The problem I have is as follows. I have enrolment data describing the number of male and female preferences for two broad fields of education: i) Information Technology and ii) Engineering. The data reflects "first preferences", that is, the number of people who wrote down on paper that their most preferred degree was either one in the field of Information Technology or the field of Engineering. The data does not reflect actual enrolments. The numbers are as follows:
Female: 266 (~13%)
Male: 1783 (~87%)
Female: 684 (~12.5%)
Male: 4773 (~87.5%)
The question I am trying to answer is: is there a statistically significant difference between the gender ratios of Engineering versus Information Technology, and at what level of significance?
I apologize if this is a noob question. I only have relatively basic background knowledge in statistics and tests of significance and this problem didn't seem to fit any of the methods I am familiar with. I'm hoping someone might be able to point me in the right direction as to which statistical test(s) would be appropriate given the dataset and any caveats I should be aware of.

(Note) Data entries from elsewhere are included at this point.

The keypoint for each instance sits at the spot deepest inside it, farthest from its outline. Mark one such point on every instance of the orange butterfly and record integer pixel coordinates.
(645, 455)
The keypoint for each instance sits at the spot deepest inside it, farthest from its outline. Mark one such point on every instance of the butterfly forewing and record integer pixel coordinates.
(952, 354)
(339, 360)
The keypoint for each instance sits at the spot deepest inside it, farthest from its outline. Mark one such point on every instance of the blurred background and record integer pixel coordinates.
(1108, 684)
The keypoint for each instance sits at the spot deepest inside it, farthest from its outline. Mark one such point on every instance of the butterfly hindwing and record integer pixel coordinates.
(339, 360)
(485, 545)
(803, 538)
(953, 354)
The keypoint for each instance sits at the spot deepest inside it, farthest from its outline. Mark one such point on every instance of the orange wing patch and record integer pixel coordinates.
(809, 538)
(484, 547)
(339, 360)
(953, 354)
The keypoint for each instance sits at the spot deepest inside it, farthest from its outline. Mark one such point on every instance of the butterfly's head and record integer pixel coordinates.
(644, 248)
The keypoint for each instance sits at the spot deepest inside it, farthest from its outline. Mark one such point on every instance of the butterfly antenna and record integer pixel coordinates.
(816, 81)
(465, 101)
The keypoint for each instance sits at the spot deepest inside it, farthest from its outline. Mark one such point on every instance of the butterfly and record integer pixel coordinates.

You are looking to test for a "difference between differences," as James Jaccard would say. "Does the gender difference come out differently depending on whether the field is IT or Engineering?" (I would't pursue the question by looking at ratios per se.) Such questions are typically addressed by testing for statistical interactions in a regression or anova model. In this case you have a binary outcome–enrolled or didn't enroll–so logistic regression would be the natural choice.
With that said, it's hard to imagine too many people caring whether the gender-by-field interaction is statistically significant when it looks so insignificant in practical terms.